According to Richard Giragosian, the director of the Regional Studies Center (RSC), an independent thinktank based in Armenia, and former consultant for the Organization for Security and Cooperation in Europe (OSCE), Jordanians are sceptical of the deal, but are also desperate and fear that while Russia is offering a good deal at the moment, Moscow "has time later to impose tougher terms". Giragosian also argues that this deal could prompt other countries to join a Russian "nuclear-based sphere of influence". "Other energy-starved countries will be compelled to court Russia anew, seeking softer terms", he explains.

"I'd see this as a potential move to counteract Jordan's relationship with the west," says Oscar Jonsson, PhD candidate at the Department of War Studies, King's College London, who interprets the deal as Russia seeking greater nuclear diplomacy. "If it's the case that Jordan is getting a sweet deal," he says "then that is significant."

Jonsson argues that both Russia and the west view Jordan as an important ally, as the country is "one of very few good partners in the region". Jordan is also a major non-NATO ally, which means it has enhanced opportunities for cooperation with NATO, such as intelligence cooperation, he says.

"NATO should not be happy about this deal," Jonsson continues. "This is a sticks and carrot situation. When needed, Russia can slow the construction, threaten to interrupt building, and get personnel for intelligence in Jordan."

Last month, Moscow and Cairo signed a memorandum of understanding to build Egypt's first nuclear power plant during a visit to the country by president Vladimir Putin.

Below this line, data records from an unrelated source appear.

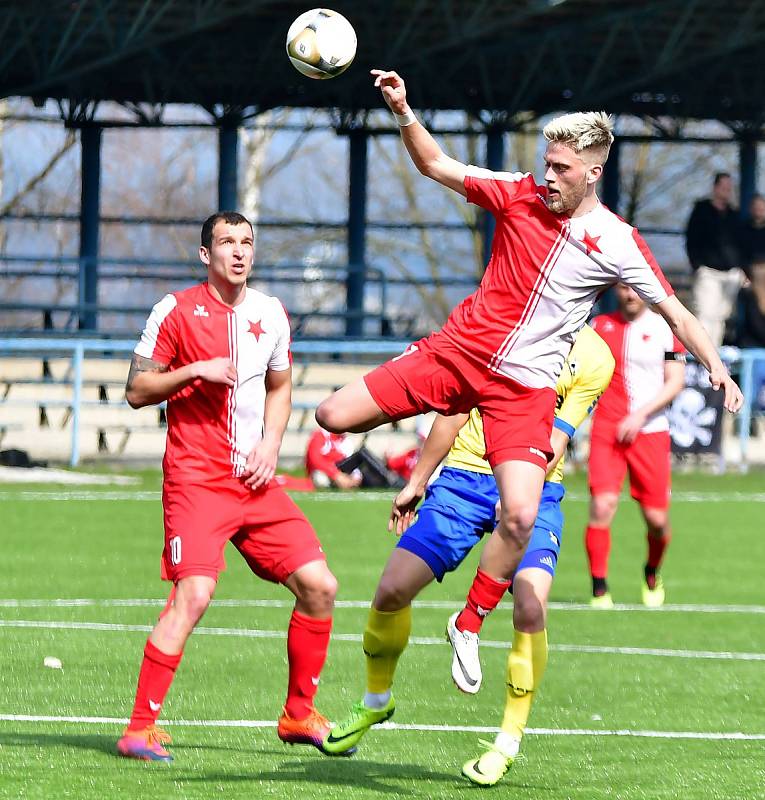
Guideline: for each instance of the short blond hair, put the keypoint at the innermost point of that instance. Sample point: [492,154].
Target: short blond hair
[582,130]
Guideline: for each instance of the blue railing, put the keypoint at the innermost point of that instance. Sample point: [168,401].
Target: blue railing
[77,348]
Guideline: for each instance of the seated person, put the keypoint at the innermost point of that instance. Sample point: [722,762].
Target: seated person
[403,463]
[323,453]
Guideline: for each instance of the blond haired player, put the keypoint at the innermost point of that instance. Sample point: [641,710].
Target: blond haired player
[459,507]
[555,248]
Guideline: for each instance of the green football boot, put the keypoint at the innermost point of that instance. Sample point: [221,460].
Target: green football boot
[346,734]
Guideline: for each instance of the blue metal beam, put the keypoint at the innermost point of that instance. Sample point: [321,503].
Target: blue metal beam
[610,193]
[495,161]
[90,209]
[228,165]
[357,230]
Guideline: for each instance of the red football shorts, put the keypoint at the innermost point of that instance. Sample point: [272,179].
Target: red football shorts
[265,526]
[517,420]
[647,458]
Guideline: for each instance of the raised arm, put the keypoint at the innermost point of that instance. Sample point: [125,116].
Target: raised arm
[691,333]
[427,156]
[150,382]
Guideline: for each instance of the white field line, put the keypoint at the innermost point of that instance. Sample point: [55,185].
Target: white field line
[393,726]
[428,641]
[368,496]
[136,602]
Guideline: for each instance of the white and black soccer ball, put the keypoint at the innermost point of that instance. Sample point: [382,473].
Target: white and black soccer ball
[321,43]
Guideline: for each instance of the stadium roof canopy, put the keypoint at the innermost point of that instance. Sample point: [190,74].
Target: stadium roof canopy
[679,58]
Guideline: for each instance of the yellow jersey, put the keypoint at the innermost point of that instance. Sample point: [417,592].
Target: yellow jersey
[584,377]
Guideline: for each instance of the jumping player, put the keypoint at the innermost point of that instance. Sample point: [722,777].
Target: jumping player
[555,248]
[219,353]
[459,507]
[630,432]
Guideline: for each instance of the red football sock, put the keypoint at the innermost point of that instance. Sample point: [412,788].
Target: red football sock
[597,541]
[656,547]
[307,643]
[483,597]
[154,679]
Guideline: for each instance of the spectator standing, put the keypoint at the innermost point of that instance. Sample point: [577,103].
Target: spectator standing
[630,433]
[753,235]
[751,327]
[714,247]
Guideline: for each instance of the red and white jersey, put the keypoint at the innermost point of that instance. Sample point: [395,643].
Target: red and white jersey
[641,349]
[324,450]
[211,427]
[545,273]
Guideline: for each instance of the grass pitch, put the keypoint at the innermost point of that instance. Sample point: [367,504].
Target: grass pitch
[635,703]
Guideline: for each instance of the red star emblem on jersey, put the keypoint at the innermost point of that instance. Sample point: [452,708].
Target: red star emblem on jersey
[256,329]
[591,243]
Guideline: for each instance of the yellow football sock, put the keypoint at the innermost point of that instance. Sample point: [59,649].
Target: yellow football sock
[385,639]
[525,668]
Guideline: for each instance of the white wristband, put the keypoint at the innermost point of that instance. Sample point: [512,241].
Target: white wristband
[405,119]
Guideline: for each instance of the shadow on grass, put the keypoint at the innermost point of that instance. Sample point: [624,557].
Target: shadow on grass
[370,775]
[95,742]
[107,743]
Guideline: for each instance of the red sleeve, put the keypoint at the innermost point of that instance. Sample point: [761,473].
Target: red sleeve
[494,191]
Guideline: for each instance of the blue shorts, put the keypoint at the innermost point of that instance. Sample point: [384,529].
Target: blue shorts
[460,506]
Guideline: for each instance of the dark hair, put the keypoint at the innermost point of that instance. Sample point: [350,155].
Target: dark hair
[229,217]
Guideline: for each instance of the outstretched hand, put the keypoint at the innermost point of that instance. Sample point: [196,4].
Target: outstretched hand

Earlier this year, Rosatom signed an agreement to build two reactors in Hungary, and earlier today, Hungary reached an agreement with the Euratom Supply Agency (ESA) regarding Russia's planned supply of nuclear fuel for the country's Paks power plant, according to Reuters. The move has prompted criticism from some EU countries that Hungary is drawing closer to Russia at a time when the west is attempting to weaken Russia's trading opportunities with a campaign of sanctions.

Finland has also faced criticism after signing a deal with Russia last December, which will see the Fennovoima reactor in northern Finland supplied and fuelled by Rosatom from 2024.